Acacia galioides is a species of flowering plant in the family Fabaceae and is endemic to northern Australia. It is a spreading shrub with whorls of phyllodes, spherical heads of yellow flowers and linear pods.

==Description==
Acacia galioides is a spreading shrub that typically grows to a height of up to 50 cm and sometimes has hairy, occasionally glaucous branchlets. The phyllodes are arranged in whorls of five to nine, and are slightly flattened, straight or slightly curved, 2–8 mm long and 0.3–0.8 mm wide with a short point on the end. The phyllodes have an impressed vein on the upper side, and are obscurely ribbed on the lower surface. The flowers are borne in spherical heads on a peduncle 4–15 mm long, each head with 10 to 25 yellow flowers. The pods are linear, straight to curved, up to 50 mm long, 4–6 mm wide and glabrous, with a white, powdery bloom. The seeds are 3.5–5 mm long.

==Taxonomy==
Acacia galioides was first formally described in 1842 by George Bentham in Hooker's London Journal of Botany from specimens collected by Franz Bauer. The specific epithet (galioides) means Galium-like'.

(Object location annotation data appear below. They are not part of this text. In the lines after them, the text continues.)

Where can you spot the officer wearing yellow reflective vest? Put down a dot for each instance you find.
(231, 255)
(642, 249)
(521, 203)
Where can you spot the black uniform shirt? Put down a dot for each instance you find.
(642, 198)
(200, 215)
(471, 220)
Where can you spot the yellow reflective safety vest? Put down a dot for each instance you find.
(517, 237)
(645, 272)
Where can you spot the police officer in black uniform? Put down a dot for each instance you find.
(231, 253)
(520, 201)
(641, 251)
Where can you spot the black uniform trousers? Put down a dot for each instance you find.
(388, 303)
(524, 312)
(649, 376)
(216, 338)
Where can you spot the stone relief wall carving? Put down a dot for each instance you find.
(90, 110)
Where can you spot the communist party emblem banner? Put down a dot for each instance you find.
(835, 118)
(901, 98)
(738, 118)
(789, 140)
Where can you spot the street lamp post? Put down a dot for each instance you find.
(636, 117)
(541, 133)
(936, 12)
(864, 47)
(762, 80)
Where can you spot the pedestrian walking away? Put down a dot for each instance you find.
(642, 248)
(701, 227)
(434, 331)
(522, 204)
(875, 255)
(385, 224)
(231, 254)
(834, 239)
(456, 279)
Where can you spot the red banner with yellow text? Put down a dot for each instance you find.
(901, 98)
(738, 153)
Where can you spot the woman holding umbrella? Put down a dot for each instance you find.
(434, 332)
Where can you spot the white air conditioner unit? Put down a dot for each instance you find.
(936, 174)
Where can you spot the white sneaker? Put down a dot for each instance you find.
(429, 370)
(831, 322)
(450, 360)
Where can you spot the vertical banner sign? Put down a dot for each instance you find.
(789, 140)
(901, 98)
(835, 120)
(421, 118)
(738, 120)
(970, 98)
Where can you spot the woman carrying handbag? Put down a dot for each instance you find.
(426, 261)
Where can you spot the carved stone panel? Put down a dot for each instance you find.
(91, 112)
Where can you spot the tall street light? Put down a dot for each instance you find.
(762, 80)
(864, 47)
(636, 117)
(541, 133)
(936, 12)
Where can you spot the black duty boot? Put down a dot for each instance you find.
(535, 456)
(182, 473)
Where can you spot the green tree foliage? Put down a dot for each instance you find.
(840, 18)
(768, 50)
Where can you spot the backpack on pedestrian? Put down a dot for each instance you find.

==Distribution and habitat==
This species of wattle grows in sandy and shallow rocky soils in the Central Kimberley, Ord Victoria Plain and Victoria Bonaparte bioregions of northern Western Australia, in the central north of the Northern Territory and in north-western Queensland as far as Clermont and Herberton in the eastern highlands of Queensland.

==Conservation status==
Acacia galioides is listed as "not threatened" by the Government of Western Australia Department of Biodiversity, Conservation and Attractions, of "least concern" under the Northern Territory Government Territory Parks and Wildlife Conservation Act and the Queensland Government Nature Conservation Act 1992.